Page 55 of Witch and Tell
Beata had been right. Poor Tyrone. He hadn’t deserved this. “What else are they saying?”
“Speculation is that you’re setting Ian up as the murderer. You’re making a big deal about them being from the same town.”
“You’ve got to be joking.” Looking for Ian was what had gotten me into this whole mess. Emotion stormed in my chest like a hurricane, and I teetered on the edge of sobbing. Then, strangely, I burst into laughter. I laughed until my torso ached and tears dampened my cheeks. Roz stared at me without comprehension.
“What’s so funny?” Sam stood in the conservatory’s doorway. My breath stuck in my throat. I’d always found him handsome, but today his early receding hairline and intent gaze pitched even more longing into my heart. Had I told him how much I loved him when I’d had the chance? Did he know the hundred ways I appreciated him: his cooking skills, his focused listening, his gentleness with Nicky, his firm sense of right and wrong?
“I just—Roz thinks….” As quickly as laughter had consumed me, now seeing Sam’s distant expression, I wanted to cry. “Can I help you?”
He lifted a clear zip-top bag with something thin and stained red coiled inside. “I found this in the brush out back, on the slope to the river.”
My heart dropped. I had a hunch I knew exactly what it was and what it meant for me. I squeezed my eyes shut.
“What is it?” Roz asked, saving me the trouble.
“A zip tie, the long type found on construction sites. Almost certainly used to strangle Tyrone Beaudrie.” He lowered his arm. My eyes, now open, followed the bag.
“The murder weapon,” I said. So that was how Beata was going to do it. That’s how she’d make sure I was locked away for good.
“I’m sending it to the lab right now.” Sam’s expression was impossible to read, despite the hours I’d spent gazing at it over the past months. “Josie, by tomorrow morning, I’ll have a search warrant.”
I had to find Tyrone’s murderer, and I had to find him now. I opened my mouth to tell Roz I needed to leave, but she beat me to it.
“You go,” she said. “I’ll take care of the library.”
Roz might have expected me to trudge upstairs to pull a quilt over my head and weep. Instead I made my way for the kitchen door and strode down the hill to town. Sam’s SUV was already gone, the zip tie with him. Every minute counted.
I took a left into the Magnolia Rolling Estates. Breathless, I knocked on Ian’s door.Please let him be home, I prayed.
Lalena, her expression stern, appeared behind the screen. “What do you want?”
For a moment, I was taken aback. Then I remembered my conversation with Roz. “You think I murdered Tyrone Beaudrie and am trying to pin it on Ian.”
“I don’t think you murdered anyone.” She looked at her feet. “You wouldn’t do that. But at the café, they’re saying you’re the prime suspect, and you’re looking for somewhere to cast the blame.”
She looked wary but didn’t close the door. I took that as encouragement. “I’m not trying to pin anything on Ian. Please. I need to see him.”
“Let her in,” Ian said. He’d rolled up behind Lalena.
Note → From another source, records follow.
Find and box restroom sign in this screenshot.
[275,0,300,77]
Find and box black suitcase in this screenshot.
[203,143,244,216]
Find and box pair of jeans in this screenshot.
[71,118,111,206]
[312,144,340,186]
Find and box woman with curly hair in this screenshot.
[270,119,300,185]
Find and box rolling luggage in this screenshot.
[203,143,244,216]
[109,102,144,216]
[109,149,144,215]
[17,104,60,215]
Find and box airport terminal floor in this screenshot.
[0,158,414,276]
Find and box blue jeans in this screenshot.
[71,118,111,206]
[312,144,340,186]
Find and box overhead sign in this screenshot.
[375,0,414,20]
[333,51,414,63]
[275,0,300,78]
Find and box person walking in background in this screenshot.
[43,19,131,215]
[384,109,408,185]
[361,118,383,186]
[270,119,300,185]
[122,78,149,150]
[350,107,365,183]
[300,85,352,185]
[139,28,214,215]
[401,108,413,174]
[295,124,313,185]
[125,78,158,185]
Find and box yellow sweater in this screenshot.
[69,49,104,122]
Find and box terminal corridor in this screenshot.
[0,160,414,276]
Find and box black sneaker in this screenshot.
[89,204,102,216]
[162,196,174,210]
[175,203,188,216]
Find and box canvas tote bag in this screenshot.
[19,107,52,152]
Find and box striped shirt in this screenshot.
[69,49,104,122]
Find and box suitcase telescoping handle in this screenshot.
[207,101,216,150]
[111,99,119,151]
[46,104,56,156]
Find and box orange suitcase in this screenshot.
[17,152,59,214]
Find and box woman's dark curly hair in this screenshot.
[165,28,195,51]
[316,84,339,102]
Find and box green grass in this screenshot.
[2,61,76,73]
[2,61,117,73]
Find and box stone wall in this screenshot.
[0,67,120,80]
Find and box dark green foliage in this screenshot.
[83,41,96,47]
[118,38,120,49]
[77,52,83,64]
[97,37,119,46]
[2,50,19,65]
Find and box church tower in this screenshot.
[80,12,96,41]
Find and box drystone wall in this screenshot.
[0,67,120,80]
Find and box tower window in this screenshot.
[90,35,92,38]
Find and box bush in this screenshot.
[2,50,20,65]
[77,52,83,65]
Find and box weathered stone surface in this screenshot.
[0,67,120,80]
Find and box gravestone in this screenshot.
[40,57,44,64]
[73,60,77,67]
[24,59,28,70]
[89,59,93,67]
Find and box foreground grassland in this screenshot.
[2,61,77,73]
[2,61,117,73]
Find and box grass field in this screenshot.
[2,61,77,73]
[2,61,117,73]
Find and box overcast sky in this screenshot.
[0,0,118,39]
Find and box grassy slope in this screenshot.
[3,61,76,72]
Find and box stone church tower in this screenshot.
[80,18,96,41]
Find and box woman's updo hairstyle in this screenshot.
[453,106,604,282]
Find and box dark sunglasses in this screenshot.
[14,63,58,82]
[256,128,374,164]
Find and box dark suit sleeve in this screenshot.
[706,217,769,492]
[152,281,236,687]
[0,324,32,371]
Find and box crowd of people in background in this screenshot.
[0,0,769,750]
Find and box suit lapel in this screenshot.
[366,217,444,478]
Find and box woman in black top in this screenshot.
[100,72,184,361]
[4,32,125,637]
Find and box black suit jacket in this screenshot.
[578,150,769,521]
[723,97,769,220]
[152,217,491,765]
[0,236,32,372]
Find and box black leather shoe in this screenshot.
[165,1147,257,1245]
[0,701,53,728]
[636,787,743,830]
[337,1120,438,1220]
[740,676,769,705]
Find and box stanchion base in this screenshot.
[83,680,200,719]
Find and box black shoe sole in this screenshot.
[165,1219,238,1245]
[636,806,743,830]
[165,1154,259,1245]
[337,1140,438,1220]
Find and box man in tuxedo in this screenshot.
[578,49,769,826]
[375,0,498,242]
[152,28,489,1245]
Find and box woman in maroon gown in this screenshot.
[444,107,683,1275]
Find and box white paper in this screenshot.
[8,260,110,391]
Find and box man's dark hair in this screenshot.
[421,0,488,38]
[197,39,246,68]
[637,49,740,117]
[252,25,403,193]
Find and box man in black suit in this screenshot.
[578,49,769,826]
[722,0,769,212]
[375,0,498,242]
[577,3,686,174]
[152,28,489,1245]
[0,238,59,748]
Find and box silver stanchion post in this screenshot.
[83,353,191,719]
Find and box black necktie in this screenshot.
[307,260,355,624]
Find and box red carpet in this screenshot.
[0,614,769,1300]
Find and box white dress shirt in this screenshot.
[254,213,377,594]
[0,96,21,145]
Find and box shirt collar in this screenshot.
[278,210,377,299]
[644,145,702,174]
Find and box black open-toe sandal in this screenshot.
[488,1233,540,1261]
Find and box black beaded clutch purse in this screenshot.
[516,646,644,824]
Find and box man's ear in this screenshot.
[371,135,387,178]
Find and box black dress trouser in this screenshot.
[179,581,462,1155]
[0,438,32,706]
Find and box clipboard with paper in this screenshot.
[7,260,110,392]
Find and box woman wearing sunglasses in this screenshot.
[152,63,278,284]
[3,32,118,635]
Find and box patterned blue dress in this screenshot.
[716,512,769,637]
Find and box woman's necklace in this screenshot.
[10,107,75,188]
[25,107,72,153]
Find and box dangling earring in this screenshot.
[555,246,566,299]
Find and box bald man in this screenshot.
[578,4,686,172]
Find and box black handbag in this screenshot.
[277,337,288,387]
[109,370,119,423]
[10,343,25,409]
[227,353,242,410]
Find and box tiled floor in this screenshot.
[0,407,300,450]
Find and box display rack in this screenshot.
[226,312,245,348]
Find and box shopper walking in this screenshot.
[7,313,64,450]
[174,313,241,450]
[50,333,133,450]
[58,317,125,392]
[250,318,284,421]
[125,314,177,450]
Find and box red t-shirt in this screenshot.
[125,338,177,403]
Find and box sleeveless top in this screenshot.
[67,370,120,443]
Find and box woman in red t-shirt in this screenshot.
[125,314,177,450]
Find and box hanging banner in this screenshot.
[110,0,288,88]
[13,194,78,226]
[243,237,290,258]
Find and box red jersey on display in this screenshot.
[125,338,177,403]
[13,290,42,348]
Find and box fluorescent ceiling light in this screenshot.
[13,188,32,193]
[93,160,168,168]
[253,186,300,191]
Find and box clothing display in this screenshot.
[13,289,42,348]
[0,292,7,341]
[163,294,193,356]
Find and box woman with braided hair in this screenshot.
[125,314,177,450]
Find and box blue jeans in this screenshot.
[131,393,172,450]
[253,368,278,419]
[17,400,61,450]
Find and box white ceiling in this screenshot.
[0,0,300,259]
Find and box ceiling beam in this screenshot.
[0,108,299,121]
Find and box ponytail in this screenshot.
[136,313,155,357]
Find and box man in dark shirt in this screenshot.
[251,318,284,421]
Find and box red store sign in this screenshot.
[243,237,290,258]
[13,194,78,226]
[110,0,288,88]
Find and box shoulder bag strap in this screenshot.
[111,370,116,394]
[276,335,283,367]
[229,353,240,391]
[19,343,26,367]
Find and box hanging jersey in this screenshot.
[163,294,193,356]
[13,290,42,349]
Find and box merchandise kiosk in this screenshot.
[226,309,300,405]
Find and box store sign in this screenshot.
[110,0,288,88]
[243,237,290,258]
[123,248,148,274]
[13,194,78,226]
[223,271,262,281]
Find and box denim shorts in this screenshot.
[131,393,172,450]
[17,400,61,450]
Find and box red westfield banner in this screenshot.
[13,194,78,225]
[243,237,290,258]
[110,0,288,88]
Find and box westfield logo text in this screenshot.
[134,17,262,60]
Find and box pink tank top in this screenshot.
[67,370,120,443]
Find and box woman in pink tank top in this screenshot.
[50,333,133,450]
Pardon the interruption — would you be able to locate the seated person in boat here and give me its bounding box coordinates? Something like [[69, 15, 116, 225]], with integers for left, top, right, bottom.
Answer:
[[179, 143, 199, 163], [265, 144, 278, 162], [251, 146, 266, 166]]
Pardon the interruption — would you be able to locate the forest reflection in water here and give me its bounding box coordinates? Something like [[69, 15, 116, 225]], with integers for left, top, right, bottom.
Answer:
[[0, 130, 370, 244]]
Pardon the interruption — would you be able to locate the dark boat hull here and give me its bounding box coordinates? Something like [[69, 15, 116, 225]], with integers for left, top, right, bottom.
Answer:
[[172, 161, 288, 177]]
Lalena reluctantly stepped aside.
“Thank you,” I said. “I need to find out who killed Tyrone. Someone is setting me up for it.”
“Have a seat,” Ian said. “Slow down, and tell us what’s on your mind.”
Lalena remained silent.
I looked at them both, then took the couch. Lalena would come around eventually. “Sam found a zip tie in the bushes, and he thinks it’s what was used to kill Tyrone. It’s at the crime lab by now. The thing is….”
“The thing is what?” Ian prompted.
I hated to say it. “The thing is, I think they’ll find my fingerprints on it. Or something that will incriminate me.” How Beata would pull it off, I didn’t know, but I knew she’d pull it off somehow. Perhaps she’d collected one of my hairs. Or—the cup of coffee she’d made me when she’d given me the sheet with my initials and the glyph. She might have lifted my fingerprints from the mug.
“What makes you so sure?” Lalena asked.
There was no way I could explain it that they would understand. “I’m asking you to believe me.”
Lalena looked at Ian. “Why should I?”